Chaque soir, je passai avec amertume ce seuil si souvent franchi. J’avais connu dans cette demeure les fougueux transports de la passion avant d’y goûter le paisible bonheur de l’amitié. Notre amour avait duré trois années qui comptaient parmi les plus belles de ma vie. La lassitude nous avait peu à peu détachés l’un de l’autre, un voyage de Madame de Pleurre en Italie nous sépara ; elle s’y éprit de Jean Larquier, et moi-même, pendant ce temps, je me laissai troubler par le charme d’une courtisane qui devait me révéler toutes les tortures de la jalousie. Au retour de Madeleine, nous nous avouâmes notre mutuelle infidélité et décidâmes, d’un commun accord, de construire une amitié durable sur les ruines de nos désirs consumés. Hélas ! cette solide affection était condamnée à ne pas avoir plus de jours que notre éphémère tendresse !

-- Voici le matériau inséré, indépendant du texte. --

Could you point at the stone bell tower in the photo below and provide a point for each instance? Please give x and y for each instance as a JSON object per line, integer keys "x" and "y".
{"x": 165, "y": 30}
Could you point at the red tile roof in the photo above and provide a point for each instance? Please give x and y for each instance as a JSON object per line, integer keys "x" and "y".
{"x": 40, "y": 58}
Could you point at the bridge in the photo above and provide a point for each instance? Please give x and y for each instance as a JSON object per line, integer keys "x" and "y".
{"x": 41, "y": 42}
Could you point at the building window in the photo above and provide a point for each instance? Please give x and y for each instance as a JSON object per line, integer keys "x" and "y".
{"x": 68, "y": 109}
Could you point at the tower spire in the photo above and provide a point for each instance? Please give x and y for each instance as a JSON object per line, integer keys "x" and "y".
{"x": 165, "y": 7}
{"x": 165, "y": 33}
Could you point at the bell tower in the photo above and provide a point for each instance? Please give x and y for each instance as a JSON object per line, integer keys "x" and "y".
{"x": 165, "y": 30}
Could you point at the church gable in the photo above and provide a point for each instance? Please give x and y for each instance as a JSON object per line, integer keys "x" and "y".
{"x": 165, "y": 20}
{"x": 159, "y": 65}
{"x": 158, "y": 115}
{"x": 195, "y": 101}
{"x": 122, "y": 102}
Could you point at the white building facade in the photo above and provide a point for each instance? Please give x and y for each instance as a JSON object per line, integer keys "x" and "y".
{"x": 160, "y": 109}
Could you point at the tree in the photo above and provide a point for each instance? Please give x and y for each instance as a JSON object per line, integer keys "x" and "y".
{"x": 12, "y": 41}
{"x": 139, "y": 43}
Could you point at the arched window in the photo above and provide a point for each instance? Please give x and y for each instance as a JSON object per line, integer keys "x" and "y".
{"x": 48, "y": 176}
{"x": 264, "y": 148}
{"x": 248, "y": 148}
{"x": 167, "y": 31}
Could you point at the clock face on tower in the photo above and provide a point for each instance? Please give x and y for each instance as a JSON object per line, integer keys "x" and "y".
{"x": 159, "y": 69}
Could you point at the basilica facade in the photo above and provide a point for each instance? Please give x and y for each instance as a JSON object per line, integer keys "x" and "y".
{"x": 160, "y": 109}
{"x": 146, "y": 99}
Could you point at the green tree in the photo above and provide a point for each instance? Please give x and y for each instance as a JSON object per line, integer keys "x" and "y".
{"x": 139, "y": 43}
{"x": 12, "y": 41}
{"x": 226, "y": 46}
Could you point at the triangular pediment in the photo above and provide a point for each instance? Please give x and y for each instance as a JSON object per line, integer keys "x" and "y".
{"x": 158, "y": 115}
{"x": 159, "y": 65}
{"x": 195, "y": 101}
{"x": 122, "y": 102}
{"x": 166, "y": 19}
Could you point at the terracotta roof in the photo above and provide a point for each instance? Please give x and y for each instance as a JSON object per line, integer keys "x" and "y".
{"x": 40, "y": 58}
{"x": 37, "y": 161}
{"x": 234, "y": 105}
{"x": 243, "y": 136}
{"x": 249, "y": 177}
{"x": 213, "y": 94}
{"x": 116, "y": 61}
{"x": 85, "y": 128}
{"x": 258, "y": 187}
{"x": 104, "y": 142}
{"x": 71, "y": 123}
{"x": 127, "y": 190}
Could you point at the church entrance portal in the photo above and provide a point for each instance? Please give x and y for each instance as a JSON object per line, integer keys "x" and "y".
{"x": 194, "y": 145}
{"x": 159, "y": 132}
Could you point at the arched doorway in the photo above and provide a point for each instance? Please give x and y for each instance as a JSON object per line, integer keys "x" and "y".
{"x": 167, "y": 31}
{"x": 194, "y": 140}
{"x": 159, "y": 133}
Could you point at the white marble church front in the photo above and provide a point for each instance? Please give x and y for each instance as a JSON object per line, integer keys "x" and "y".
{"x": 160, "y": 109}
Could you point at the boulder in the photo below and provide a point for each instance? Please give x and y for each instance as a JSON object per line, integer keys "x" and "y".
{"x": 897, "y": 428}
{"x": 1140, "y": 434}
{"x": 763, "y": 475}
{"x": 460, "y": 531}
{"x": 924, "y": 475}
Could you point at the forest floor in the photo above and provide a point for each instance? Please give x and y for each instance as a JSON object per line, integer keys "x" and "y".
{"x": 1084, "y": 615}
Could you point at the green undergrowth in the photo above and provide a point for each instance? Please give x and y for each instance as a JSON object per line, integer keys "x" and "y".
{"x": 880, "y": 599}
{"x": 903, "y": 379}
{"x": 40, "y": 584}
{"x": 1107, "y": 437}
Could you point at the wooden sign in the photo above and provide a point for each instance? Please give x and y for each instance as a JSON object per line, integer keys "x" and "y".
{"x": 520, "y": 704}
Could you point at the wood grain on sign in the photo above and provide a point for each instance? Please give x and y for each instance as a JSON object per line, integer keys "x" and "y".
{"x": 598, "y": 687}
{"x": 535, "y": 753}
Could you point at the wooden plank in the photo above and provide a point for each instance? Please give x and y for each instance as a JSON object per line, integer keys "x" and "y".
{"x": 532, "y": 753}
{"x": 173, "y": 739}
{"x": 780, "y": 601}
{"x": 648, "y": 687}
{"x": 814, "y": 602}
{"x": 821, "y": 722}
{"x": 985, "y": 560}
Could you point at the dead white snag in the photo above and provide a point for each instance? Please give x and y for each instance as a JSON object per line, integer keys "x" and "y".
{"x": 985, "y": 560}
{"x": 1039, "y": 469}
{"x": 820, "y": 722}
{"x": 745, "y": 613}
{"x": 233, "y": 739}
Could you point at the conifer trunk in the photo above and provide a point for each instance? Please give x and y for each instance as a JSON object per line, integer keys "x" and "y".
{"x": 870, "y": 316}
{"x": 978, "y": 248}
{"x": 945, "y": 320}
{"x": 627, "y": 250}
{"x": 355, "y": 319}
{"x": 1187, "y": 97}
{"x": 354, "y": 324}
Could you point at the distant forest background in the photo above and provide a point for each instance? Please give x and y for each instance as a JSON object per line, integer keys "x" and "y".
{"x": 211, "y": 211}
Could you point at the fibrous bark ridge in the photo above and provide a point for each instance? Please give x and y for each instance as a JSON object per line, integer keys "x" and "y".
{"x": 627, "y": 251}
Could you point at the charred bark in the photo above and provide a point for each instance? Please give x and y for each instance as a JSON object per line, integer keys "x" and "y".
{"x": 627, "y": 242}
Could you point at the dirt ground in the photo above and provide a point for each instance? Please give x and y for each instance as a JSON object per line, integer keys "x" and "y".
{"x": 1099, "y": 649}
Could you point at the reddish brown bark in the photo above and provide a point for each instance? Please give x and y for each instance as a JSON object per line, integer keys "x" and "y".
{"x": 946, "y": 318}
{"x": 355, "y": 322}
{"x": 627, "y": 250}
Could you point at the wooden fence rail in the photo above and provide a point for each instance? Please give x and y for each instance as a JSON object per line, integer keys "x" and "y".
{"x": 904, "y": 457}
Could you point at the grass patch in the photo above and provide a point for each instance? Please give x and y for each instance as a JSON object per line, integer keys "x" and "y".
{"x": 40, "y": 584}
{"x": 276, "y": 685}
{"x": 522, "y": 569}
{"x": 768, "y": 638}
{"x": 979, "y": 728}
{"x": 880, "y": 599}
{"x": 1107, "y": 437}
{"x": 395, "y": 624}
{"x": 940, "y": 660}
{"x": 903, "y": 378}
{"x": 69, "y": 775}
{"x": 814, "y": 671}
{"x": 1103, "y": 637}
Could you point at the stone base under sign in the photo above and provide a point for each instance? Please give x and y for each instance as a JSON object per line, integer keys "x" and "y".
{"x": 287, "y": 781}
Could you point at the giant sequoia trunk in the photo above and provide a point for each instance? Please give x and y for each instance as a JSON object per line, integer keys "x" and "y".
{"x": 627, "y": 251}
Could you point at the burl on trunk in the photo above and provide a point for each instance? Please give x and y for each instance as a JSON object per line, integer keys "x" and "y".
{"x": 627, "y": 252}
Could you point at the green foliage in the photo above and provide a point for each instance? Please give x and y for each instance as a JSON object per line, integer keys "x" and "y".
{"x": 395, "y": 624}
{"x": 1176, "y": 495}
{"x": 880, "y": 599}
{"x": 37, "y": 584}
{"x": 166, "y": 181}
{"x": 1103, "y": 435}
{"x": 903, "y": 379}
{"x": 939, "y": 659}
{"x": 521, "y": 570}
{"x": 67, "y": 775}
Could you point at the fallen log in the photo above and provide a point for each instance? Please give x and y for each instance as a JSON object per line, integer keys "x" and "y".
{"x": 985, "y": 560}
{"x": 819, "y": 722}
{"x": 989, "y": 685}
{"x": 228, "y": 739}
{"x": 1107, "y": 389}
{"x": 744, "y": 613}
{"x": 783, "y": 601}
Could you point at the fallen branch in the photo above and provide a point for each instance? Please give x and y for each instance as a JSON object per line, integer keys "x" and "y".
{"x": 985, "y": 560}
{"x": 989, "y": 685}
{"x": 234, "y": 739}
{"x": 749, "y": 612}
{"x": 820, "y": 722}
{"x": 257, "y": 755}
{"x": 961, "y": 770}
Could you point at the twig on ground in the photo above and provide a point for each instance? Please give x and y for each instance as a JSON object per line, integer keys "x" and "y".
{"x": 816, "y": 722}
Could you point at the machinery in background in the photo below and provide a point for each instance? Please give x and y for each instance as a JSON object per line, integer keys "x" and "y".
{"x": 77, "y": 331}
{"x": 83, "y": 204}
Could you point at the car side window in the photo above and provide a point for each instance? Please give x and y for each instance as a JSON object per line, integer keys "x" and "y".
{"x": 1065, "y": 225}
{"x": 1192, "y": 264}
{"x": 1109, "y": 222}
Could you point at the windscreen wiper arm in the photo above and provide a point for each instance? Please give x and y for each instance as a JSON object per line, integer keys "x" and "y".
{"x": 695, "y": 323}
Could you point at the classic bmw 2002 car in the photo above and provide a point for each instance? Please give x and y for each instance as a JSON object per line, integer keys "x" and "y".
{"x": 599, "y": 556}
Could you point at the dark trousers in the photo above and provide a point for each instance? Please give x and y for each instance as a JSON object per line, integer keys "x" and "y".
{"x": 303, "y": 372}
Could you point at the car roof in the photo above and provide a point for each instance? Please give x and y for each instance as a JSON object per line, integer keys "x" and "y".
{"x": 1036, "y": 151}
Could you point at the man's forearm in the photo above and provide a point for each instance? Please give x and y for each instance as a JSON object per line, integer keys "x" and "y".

Au commencement de juillet, l’air étant d’une chaleur extrême, Madame de Pleurre voulut se lever, et on la descendit dans son jardin. Elle ordonna de l’y laisser seule. Elle essaya misérablement de marcher et fit quelques pas en trébuchant, puis à bout de forces, usée jusqu’à l’âme, elle s’évanouit à côté de la pièce d’eau. On la releva glacée, on la recoucha en hâte et on courut chercher le docteur de Grandsaigne. Madame de Pleurre était au plus mal, sa porte fut consignée. Quelques jours passèrent, et de nouveau, il y eut une accalmie et comme un renouveau.